Fibre: les Hauts-de-Seine prennent leur destin en main mais agacent la concurrence

Régulations

Un consortium réunissant notamment Neuf Cegetel et Numericable aura en charge le déploiement dans le département francilien. Mais Colt remet en cause le programme

Si les opérateurs se lancent têtes baissées dans la fibre optique, les régions et les départements ne sont pas en reste. A travers des délégations de service public (DSP), des collectivités peu ou mal couvertes par l’ADSL ont ou vont déployer des réseaux à très haut débit pour leurs entreprises et leurs habitants. C’est le cas du périgord ou encore de la Seine-et-Marne…

Dans les Hauts-de-Seine, le Conseil général a décidé de prendre son destin en main. En 2004, le département s’était engagé à déployer un réseau en fibre optique pour toute sa population à l’horizon 2012. Aujourd’hui, le conseil est sur le point de choisir les prestataires techniques : un consortium réunissant Eiffage, Numericable et LD Collectivités (Neuf Cegetel) devrait être sélectionné pour la DSP pour une concession de 25 ans.

Le choix ne sera définitif que lors du conseil général du 21 décembre prochain mais le consortium aurait déjà les faveurs de Patrick Devedjian, président du conseil, selon Les Echos..

800.000 prises devraient être installées pour un budget total de 422 millions d’euros (le départemant compte 1,5 million d’habitants). Mais le coût de ce réseau aurait pu être plus élevé. Le département profite en effet des infrastructures présentes de Numericable et notamment de ses fourreaux pour réaliser des économies.

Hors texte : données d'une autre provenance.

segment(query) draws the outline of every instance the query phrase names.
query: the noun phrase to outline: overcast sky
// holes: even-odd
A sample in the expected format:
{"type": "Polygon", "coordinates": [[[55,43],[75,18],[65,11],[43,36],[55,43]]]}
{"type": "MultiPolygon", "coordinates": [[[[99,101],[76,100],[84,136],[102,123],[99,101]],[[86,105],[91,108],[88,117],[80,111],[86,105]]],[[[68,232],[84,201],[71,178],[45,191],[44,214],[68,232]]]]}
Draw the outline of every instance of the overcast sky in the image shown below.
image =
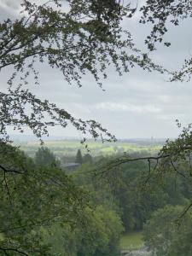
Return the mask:
{"type": "MultiPolygon", "coordinates": [[[[0,0],[1,19],[14,15],[18,2],[0,0]]],[[[138,25],[137,15],[125,26],[132,32],[137,44],[143,47],[148,28],[138,25]]],[[[171,40],[172,47],[160,46],[152,55],[159,64],[174,69],[191,55],[189,22],[170,29],[167,40],[171,40]]],[[[1,88],[5,88],[8,73],[8,70],[1,72],[1,88]]],[[[90,76],[84,77],[84,86],[78,88],[67,84],[57,70],[44,67],[41,69],[40,85],[32,84],[31,88],[38,97],[49,99],[76,117],[101,122],[117,138],[176,137],[179,132],[176,119],[184,125],[192,122],[191,82],[169,83],[166,75],[148,73],[140,68],[134,68],[120,78],[113,70],[108,70],[108,74],[103,91],[90,76]]],[[[54,128],[50,135],[80,137],[71,127],[54,128]]]]}

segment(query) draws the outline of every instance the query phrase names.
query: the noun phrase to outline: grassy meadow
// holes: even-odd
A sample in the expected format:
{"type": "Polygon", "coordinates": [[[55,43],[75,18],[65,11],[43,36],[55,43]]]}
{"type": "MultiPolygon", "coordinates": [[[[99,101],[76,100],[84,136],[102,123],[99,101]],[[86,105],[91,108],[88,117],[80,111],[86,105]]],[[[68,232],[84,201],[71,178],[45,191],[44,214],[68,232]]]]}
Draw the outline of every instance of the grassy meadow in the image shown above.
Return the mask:
{"type": "MultiPolygon", "coordinates": [[[[150,140],[148,143],[144,142],[127,142],[119,141],[116,143],[105,143],[88,141],[87,142],[90,154],[92,156],[99,155],[113,155],[113,154],[134,154],[135,152],[154,154],[162,147],[161,142],[156,142],[155,143],[150,144],[150,140]]],[[[39,142],[29,141],[17,143],[17,145],[20,146],[20,149],[24,150],[29,156],[33,157],[35,152],[40,147],[39,142]]],[[[74,156],[76,155],[77,150],[81,149],[82,154],[86,154],[84,145],[82,145],[78,140],[55,140],[55,141],[45,141],[44,146],[48,147],[58,158],[63,156],[74,156]]]]}
{"type": "Polygon", "coordinates": [[[125,234],[120,239],[121,248],[130,247],[131,249],[138,249],[143,244],[143,234],[141,231],[125,234]]]}

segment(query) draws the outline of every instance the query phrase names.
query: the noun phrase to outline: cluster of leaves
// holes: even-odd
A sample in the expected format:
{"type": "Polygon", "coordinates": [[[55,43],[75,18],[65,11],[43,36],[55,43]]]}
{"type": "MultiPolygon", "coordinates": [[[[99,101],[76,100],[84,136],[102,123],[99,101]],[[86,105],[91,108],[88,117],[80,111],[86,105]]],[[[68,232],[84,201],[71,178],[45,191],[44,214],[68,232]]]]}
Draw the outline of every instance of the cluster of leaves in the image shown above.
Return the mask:
{"type": "Polygon", "coordinates": [[[177,216],[182,213],[181,206],[166,206],[154,212],[144,227],[144,239],[154,255],[189,256],[191,255],[191,215],[186,214],[181,225],[177,224],[177,216]]]}
{"type": "Polygon", "coordinates": [[[56,165],[38,167],[5,143],[1,143],[0,161],[0,253],[51,255],[42,227],[80,223],[86,194],[56,165]]]}

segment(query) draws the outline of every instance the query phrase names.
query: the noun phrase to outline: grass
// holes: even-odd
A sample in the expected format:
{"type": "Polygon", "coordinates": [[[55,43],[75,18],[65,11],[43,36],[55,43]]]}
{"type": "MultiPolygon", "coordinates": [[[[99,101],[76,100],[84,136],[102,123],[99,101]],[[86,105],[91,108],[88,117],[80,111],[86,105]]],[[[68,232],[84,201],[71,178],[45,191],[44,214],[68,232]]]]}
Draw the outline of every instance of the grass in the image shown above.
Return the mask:
{"type": "Polygon", "coordinates": [[[143,244],[142,232],[131,232],[122,236],[120,239],[120,247],[130,247],[137,249],[143,244]]]}
{"type": "MultiPolygon", "coordinates": [[[[115,143],[102,143],[101,142],[89,141],[88,146],[90,149],[92,156],[102,155],[113,155],[113,154],[123,154],[124,152],[134,153],[134,152],[145,152],[156,153],[158,149],[161,148],[160,145],[143,146],[130,143],[127,142],[117,142],[115,143]]],[[[61,140],[61,141],[47,141],[44,146],[48,147],[52,152],[58,157],[63,155],[76,155],[77,150],[79,148],[82,154],[84,154],[87,151],[84,146],[79,141],[75,140],[61,140]]],[[[38,148],[40,147],[39,142],[26,142],[20,144],[20,149],[26,151],[26,153],[33,157],[38,148]]]]}

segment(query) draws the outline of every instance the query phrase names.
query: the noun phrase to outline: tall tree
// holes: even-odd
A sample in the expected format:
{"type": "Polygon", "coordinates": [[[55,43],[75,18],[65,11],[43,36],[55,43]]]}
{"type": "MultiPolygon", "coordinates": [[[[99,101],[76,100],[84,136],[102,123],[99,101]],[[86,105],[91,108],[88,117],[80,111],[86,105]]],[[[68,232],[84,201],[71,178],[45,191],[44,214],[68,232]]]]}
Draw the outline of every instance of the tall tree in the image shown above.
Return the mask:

Cet atout a fait la différence face aux propositions de MPG Contracting et du groupement Axione – EDTE (une filiale de Bouygues) également en lice pour ce projet.

Comme dans toute DSP, les délégataires auront, lorsque le réseau sera opérationnel, obligation d’en céder la commercialisation à des opérateurs concurrents et d’appliquer un tarif unique sur la zone couverte. Selon le consortium, la rentabilité économique du projet sera effective dès la cinquième année d’exploitation.

Reste que ce type d’initiative vient s’opposer aux projets de France Télécom qui a débuté le déploiement de son propre réseau, notamment en région parisienne…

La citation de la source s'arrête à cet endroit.